Dabei finden sich im Geschmack Europas so schöne Geschichten wie die des 97jährigen Fleischers Dragomir Svagelj und seiner Kunst des Prsut(Schinken)-Schneidens. Oder die Spree-Meditation mit Conrad Hagen und Kapitän Frank in der Lausitz. Bewegend auch die Rückkehr in die baskische Heimat eines gewissen Alejandro nach 45 Jahren Glückssuche in der Fremde. Und auch – was uns Rosalia Bujan erzählt – das Essen, das sie früher vor der Feldarbeit zubereiteten: Empanadas, Teigtaschen mit der würzigen Chorizowurst mit Paprika und Knoblauch, oder in der exquisiten Variante mit Herzmuscheln.
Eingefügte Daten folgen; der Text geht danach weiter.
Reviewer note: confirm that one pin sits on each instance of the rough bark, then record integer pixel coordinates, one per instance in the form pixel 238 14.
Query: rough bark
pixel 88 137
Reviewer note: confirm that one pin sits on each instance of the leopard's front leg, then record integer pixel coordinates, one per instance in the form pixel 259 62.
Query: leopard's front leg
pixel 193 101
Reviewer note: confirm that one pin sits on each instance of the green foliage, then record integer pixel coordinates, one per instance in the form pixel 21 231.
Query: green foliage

Jedem Kapitel widmet der Autor zwischen 30 und 50 Seiten, die immer mit einem Rezeptteil abschließen. Die Rezeptbeschreibungen sind in der Regel sehr einfach gehalten, die Zutaten vielfach nur aufgelistet und nur zum Teil mit genaueren Mengenangaben versehen. Selbst die Innerschweizer, deren nationales Erbe die Präzision ist, geben nur bei drei von fünf Rezepten genaue Mengenangaben an. Und so waren auch Hansruedi Fischli und Barbara Schmidthaler mit Zahlen zurückhaltend bei den Älpler-Makronen, wobei angemerkt werden soll, dass in der Schweiz Makronen meist mit g geschrieben wird. Und da die Älplermagronen ein so wunderbares Gericht ist, erfahren Sie am Ende detaillierte Angaben der Zubereitung von mir. Meine Alplermagronen habe ich wahrscheinlich von Marianne Kaltenbach, aber das weiß ich nicht mehr genau.
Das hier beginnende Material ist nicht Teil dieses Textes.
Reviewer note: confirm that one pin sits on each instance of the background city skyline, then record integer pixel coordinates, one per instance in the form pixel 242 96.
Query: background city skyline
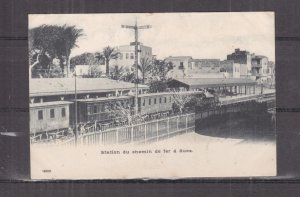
pixel 200 35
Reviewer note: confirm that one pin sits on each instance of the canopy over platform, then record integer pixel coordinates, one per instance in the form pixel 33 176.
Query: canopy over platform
pixel 194 83
pixel 60 86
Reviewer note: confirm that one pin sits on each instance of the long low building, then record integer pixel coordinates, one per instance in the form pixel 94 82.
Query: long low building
pixel 240 85
pixel 54 89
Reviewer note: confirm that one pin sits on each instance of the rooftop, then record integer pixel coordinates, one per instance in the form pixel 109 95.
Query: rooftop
pixel 54 103
pixel 103 98
pixel 215 82
pixel 60 86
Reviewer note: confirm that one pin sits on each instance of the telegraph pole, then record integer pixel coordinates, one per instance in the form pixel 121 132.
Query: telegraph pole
pixel 136 28
pixel 76 130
Einige Gerichte habe ich nachgekocht. So die sommerliche Jota, diesen gehaltvollen Eintopf aus dem Karst. Allerdings, jahreszeitlich angepasst, sommerlich leicht, mit Zucchini und anderem Gemüse aus dem Garten. Daher auch mehr Ritschert als Jota und ohne Schuss Teran, den würzigen Karstwein. Geschmeckt hat es allen.
Überrascht war ich von dem Siebenbürgener Vorschlag für das Schmalzbrot mit Zwetschgen. Eine abenteuerliche Kombination, dachte ich, aber der erste Bissen überzeugte und erzeugte Hunger nach mehr.
Auch die Empanadas mit Herzmuscheln nach Rosalia interessierten allein schon wegen des Teiges. Mais- und Roggenmehl im Verhältnis 1:2 mit Wasser angerührt, ergab bei meinem Versuch nicht mehrere Stücke, sondern eine große Teigtasche, die das ganze Backblech einnahm. Typisch für spanische Empanadas.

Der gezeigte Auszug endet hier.